Hargreaves have a point. Taxpayers bailed out and saved the skins of many banking institutions, Lloyds among them. It is only fitting, the broker says, that they be given a chance to celebrate in the success story which is the turned around Lloyds.
But it goes further. A private share scheme would also bring back the rosiest memories we have of the privatisations under Thatcher.
“Tell Sid”, and the BT sale are but two examples that sowed a share-owning democracy culture for 25 years until it was shattered during the financial crisis of 2008.
But it would be unfair to remark that this vote-winning vision was all Thatcher’s idea or that she had that concept when she drafted the Conservative Party manifesto with Keith Joseph in 1978-79.
The very first privatisations until 1982 – Amersham International, Enterprise Oil, Jaguar Motors – were all sold quickly to institutions.
While the first two had high-risk ventures and needed much development capital, Jaguar was already back in profit when it was sold in 1982. Similarly, British Airways was turning profitable under Lord King when it was sold the same year.

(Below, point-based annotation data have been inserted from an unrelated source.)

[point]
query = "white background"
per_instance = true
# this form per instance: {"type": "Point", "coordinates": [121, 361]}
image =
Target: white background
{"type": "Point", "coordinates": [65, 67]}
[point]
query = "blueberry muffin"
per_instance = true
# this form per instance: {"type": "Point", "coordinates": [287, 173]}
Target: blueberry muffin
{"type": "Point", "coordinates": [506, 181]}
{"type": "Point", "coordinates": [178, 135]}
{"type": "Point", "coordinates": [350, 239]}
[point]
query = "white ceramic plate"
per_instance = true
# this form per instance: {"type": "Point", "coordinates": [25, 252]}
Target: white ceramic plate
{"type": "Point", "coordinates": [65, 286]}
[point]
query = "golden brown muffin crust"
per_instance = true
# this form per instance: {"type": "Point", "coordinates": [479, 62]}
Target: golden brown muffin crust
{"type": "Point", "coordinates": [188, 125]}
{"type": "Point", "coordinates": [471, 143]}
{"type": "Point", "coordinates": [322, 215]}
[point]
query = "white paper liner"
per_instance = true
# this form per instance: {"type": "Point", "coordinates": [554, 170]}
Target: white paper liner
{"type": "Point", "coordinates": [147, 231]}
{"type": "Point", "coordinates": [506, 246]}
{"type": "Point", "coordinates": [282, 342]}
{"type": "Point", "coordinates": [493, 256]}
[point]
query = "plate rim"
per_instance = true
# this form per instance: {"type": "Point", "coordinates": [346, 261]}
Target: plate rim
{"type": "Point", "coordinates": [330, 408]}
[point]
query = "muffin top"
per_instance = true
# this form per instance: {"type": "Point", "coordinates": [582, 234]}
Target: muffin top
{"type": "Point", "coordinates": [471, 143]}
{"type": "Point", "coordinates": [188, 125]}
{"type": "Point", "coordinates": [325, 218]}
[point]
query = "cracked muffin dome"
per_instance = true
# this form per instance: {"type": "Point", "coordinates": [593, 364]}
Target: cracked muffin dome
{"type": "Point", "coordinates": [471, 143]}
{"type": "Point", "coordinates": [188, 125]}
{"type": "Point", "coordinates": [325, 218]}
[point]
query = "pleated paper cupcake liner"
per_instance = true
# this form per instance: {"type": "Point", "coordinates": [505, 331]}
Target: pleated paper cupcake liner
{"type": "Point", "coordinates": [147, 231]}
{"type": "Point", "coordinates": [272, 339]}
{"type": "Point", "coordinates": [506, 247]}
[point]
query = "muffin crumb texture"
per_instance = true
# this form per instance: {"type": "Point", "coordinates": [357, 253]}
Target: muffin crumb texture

So it was nothing much to do with funding that swayed the government of the day to sell it whole to institutional investors.
It was only after 1983 that the Conservative government realised that on top of Right To Buy council homes it could benefit electorally to offer shares to the general public of state enterprises it planned to sell off. British Telecom was the first such experiment in 1984 – and it was a hit. More followed.
So is the government now being urged to forget private investors solely because of nervousness that following the 2008 financial crisis they won’t buy shares? If that was the case only institutions would have been allowed to buy into Royal Mail two years ago.
It smacks of a lack of vision on the part of the government and its advisers. The risks around Lloyds are perhaps just a dress rehearsal for the much wider implications of getting Brexit wrong.